PHOTO CAPTION: Ford Focus EV illustration showing location of electric-drive components.

Ford Focus EV Earns NHTSA Five-Star Rating

The added weight of the batteries in electric cars like the Focus EV helps in a crash with a similar sized car with a gasoline drive.

The Ford Focus Electric has been tested by the National Highway Traffic Safety Administration (NHTSA) and earned a five-star Overall Vehicle Score. This rating was the result of the car’s participation in the New Car Assessment Program done by NHTSA. NHTSA and the Insurance Institute For Highway Safety (IIHS) are the two organizations that test vehicles in the United States. Both offer a comprehensive test that gives buyers an understanding of how their new car might rank compared to others like it in that class of vehicles. That the Ford Focus Electric is a completely modern electric vehicle, and has passed this test, shows once again that electric drivetrain equipped vehicles are just that – modern safe vehicles that just happen to not have a liquid fuel engine on board.

The Ford Focus Electric, like all new cars, was built to be marketed as a safe vehicle. Ford engineered new airbag technology into the driver’s protection area. The tether that helps to configure the airbags shape when deployed was changed to allow for more space in the lower section where the driver’s lower torso would normally impact the bag. This is not necessary and could lead to injury, so the change helps focus the airbag’s protection where it is intended, the upper body and head. Like all new cars the Focus Electric will have stability control, anti-lock brakes, airbags galore, and the front and side passenger protection will have been engineered to score well on the NHTSA and IIHS crash tests. Steve Kenner, global director of the Ford Automotive Safety Office said in a press release today that “As more people shop for electrified vehicles, the Focus Electric now offers both a top vehicle safety rating from NHTSA and a faster-charging technology that allows it to fully recharge in three to four hours.”

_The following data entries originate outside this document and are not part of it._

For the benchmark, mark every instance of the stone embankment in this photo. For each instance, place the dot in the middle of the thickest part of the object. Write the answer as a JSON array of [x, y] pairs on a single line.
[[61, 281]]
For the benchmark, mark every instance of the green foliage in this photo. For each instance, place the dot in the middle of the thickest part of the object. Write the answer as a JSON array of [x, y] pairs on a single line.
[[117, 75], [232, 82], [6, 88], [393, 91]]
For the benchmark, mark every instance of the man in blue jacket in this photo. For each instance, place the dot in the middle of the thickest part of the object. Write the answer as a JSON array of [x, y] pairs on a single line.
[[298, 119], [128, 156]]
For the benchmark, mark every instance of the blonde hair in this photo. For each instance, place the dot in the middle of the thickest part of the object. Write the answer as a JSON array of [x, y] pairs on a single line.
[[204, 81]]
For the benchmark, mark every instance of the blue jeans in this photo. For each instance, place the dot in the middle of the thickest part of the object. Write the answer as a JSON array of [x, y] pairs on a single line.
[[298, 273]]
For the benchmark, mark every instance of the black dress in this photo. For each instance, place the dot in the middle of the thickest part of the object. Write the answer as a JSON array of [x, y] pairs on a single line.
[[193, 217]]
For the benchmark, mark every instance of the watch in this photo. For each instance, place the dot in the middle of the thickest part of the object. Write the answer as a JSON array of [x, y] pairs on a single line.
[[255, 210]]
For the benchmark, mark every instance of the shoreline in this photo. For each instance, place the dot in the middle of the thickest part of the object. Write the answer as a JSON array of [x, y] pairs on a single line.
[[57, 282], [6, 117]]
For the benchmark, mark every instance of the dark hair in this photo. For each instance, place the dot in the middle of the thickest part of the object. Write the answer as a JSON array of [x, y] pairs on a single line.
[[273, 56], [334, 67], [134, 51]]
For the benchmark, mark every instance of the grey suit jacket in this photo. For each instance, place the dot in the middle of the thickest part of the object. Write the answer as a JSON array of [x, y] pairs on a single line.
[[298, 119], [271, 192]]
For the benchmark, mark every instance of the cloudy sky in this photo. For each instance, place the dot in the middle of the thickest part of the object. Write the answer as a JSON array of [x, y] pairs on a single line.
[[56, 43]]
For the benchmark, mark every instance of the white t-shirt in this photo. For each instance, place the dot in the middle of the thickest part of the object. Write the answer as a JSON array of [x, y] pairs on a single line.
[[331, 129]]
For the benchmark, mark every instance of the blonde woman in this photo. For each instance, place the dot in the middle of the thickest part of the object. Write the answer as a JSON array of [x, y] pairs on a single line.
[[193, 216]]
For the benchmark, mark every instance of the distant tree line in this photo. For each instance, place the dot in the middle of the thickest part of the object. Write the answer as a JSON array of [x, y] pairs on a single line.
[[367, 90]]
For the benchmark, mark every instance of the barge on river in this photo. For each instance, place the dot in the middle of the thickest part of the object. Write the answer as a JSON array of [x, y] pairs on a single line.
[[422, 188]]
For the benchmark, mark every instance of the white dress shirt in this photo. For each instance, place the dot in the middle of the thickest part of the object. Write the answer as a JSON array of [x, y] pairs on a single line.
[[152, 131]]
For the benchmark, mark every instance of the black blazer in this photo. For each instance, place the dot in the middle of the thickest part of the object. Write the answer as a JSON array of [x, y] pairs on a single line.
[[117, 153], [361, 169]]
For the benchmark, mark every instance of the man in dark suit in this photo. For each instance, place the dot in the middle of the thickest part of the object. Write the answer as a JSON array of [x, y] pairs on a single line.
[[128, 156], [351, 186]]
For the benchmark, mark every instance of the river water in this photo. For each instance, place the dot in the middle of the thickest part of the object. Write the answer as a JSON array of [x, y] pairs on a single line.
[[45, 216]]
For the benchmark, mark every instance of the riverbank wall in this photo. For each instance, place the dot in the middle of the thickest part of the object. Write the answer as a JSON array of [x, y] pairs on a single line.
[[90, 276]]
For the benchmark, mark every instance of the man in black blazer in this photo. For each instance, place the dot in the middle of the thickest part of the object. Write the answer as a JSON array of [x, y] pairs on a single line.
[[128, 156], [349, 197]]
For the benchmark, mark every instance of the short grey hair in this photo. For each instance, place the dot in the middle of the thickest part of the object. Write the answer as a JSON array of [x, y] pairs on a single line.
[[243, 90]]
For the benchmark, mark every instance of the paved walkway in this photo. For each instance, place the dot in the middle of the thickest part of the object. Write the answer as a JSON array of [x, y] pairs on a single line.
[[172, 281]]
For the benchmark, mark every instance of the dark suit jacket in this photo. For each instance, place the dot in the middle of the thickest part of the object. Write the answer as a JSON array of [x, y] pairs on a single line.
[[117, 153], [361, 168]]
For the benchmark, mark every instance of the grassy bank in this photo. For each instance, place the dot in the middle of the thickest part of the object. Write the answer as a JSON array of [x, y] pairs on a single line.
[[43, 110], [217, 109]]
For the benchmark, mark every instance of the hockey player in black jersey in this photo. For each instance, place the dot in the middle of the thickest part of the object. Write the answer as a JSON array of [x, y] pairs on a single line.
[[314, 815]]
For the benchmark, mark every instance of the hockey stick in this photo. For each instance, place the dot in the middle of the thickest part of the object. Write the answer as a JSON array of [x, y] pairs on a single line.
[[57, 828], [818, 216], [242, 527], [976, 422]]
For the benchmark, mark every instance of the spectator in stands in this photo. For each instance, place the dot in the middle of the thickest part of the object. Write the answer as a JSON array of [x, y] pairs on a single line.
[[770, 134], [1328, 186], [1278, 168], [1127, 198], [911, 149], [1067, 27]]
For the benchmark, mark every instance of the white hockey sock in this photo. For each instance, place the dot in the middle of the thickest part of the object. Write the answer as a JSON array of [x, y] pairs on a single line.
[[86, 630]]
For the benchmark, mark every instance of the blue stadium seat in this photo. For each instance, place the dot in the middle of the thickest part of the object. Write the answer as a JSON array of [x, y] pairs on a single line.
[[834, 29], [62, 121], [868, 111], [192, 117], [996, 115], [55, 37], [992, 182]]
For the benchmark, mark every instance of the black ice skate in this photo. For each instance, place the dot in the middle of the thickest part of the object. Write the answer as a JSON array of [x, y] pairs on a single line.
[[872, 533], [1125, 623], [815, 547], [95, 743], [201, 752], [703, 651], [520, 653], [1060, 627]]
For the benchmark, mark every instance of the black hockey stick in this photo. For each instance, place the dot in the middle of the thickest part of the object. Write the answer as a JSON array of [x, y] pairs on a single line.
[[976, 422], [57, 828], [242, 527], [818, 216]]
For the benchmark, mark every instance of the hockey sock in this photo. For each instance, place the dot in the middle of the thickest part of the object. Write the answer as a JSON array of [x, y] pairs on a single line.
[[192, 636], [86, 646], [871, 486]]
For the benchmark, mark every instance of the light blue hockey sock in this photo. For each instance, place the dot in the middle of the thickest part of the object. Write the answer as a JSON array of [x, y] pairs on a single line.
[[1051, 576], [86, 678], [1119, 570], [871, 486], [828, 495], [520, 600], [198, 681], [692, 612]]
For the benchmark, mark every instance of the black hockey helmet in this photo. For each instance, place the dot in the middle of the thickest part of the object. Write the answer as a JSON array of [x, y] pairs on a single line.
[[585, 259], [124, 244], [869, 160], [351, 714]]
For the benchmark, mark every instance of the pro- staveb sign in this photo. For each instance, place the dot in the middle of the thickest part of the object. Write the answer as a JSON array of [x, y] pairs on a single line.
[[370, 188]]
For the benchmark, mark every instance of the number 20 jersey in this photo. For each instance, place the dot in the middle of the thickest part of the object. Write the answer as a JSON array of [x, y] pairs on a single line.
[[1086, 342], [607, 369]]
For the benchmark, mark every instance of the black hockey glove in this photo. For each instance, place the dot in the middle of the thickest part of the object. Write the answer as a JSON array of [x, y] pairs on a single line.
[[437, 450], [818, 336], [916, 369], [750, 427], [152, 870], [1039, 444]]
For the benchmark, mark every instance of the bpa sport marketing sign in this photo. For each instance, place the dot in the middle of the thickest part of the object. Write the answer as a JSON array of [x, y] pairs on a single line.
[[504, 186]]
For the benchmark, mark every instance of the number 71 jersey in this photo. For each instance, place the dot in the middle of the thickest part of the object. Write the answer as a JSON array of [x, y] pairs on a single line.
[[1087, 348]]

Early in the evolution of mainstream electrified vehicles, many doubters wondered if there was more risk of fire or other types of injury from electric drive cars like hybrids, plug-in hybrids, and fully electric cars. This has not proven to be the case and many electric car advocates point our (correctly) that 15 gallons of extremely flammable liquid fuel under one’s seat is likely more cause for concern than a battery that adds 500 pounds of mass to an electric car. Like all new products any fires or other hazards that resulted from any electric car vehicle receive more than their due of media coverage. “Car crashes, no fire and nobody hurt” is not typically a lead news story.